Malnutrition Screening and Diagnosis
Malnutrition screening and diagnosis is the two-stage process of first identifying people at nutritional risk with brief, validated screening tools and then confirming and characterising malnutrition through fuller assessment against standardised criteria. It links the assessment domains together and is the point at which nutritional data become a formal classification of nutritional status.
Definition
Malnutrition screening and diagnosis is the process of identifying nutritional risk with brief validated tools and then confirming malnutrition using standardised diagnostic criteria that integrate phenotypic and etiologic information.
Scope
The entry distinguishes screening from diagnosis, describes widely used screening instruments (such as NRS-2002, MUST, and the MNA-SF), and outlines the diagnostic frameworks (ASPEN/AND and GLIM) that combine phenotypic and etiologic criteria. It is a methodological and reference-educational topic; it explains how malnutrition is identified and classified and does not provide individualised diagnosis or treatment.
Core questions
- How does nutritional risk screening differ from diagnosing malnutrition?
- What phenotypic and etiologic criteria define malnutrition in current frameworks?
- How are validated screening tools selected and compared?
Key concepts
- Nutritional risk screening
- Two-step screening then assessment workflow
- Phenotypic criteria (weight loss, low BMI, reduced muscle mass)
- Etiologic criteria (reduced intake/assimilation, disease burden/inflammation)
- NRS-2002, MUST, and MNA-SF screening tools
- GLIM and ASPEN/AND diagnostic frameworks
Mechanisms
Screening applies short questionnaires - capturing recent weight change, intake, body mass index, and illness - to flag people who warrant fuller assessment; instruments such as NRS-2002, MUST, and the MNA-SF were validated for this purpose. Diagnosis then applies standardised criteria: the ASPEN/AND consensus lists characteristics such as insufficient intake, weight loss, and loss of muscle and fat, while the GLIM framework requires at least one phenotypic criterion (non-volitional weight loss, low BMI, or reduced muscle mass) together with at least one etiologic criterion (reduced intake or assimilation, or disease-related inflammation). This sequence converts assessment data into a reproducible classification.
Clinical relevance
Screening and diagnosis are how nutritional risk is recognised in clinical pathways and how malnutrition is documented for care and coding. As reference material this entry describes the tools and criteria and how they relate; it is descriptive of method and does not direct screening decisions or care for any individual.
Epidemiology
Disease-related malnutrition is highly prevalent across hospital, geriatric, and community populations, and its under-recognition motivated the development and validation of rapid screening tools and harmonised diagnostic criteria. The MNA-SF, for example, was developed specifically for geriatric practice, where undernutrition is common.
Evidence & guidelines
ESPEN guidelines for nutrition screening (Kondrup et al., 2003) introduced NRS-2002 and endorsed validated tools by setting; Skipper et al. (2011) reviewed the evidence base for screening instruments; Rubenstein et al. (2001) developed the MNA-SF. For diagnosis, the ASPEN/AND consensus (White et al., 2012) and the GLIM criteria (Cederholm et al., 2019) provide the principal frameworks.
History
Structured nutritional risk screening emerged in the early 2000s when ESPEN published validated tools including NRS-2002 and MUST, and the MNA family addressed geriatric settings. Diagnostic standardisation followed with the 2012 ASPEN/AND consensus and the 2019 GLIM criteria, which sought a single, globally applicable two-step scheme combining phenotypic and etiologic components.
Debates
- Which screening tool should be used in a given setting?

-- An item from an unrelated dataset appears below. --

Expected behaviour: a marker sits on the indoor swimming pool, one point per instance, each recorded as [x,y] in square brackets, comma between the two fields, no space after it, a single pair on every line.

- NRS-2002, MUST, and the MNA-SF were validated for different populations and settings, and evidence reviews find no single tool is best everywhere, so selection depends on the care context.
- Can the GLIM criteria be globally harmonised?
- GLIM aimed to unify competing definitions, but the choice and thresholds of phenotypic and etiologic criteria, and how reduced muscle mass is measured, remain under active validation across populations.
Key figures
- Jens Kondrup
- Tommy Cederholm
- Gordon Jensen
- Annalynn Skipper
- Bruno Vellas
Related topics
Seminal works
- kondrup-2003-nrs
- white-2012
- cederholm-2019-glim
- rubenstein-2001
Frequently asked questions
- What is the difference between malnutrition screening and diagnosis?
- Screening uses a brief, validated questionnaire to identify people who may be at nutritional risk and need further evaluation, whereas diagnosis applies fuller assessment against standardised criteria to confirm and characterise malnutrition.
- What does the GLIM framework require to diagnose malnutrition?
- GLIM uses a two-step approach: after screening, it requires at least one phenotypic criterion - non-volitional weight loss, low body mass index, or reduced muscle mass - together with at least one etiologic criterion, namely reduced food intake or assimilation, or disease-related inflammation.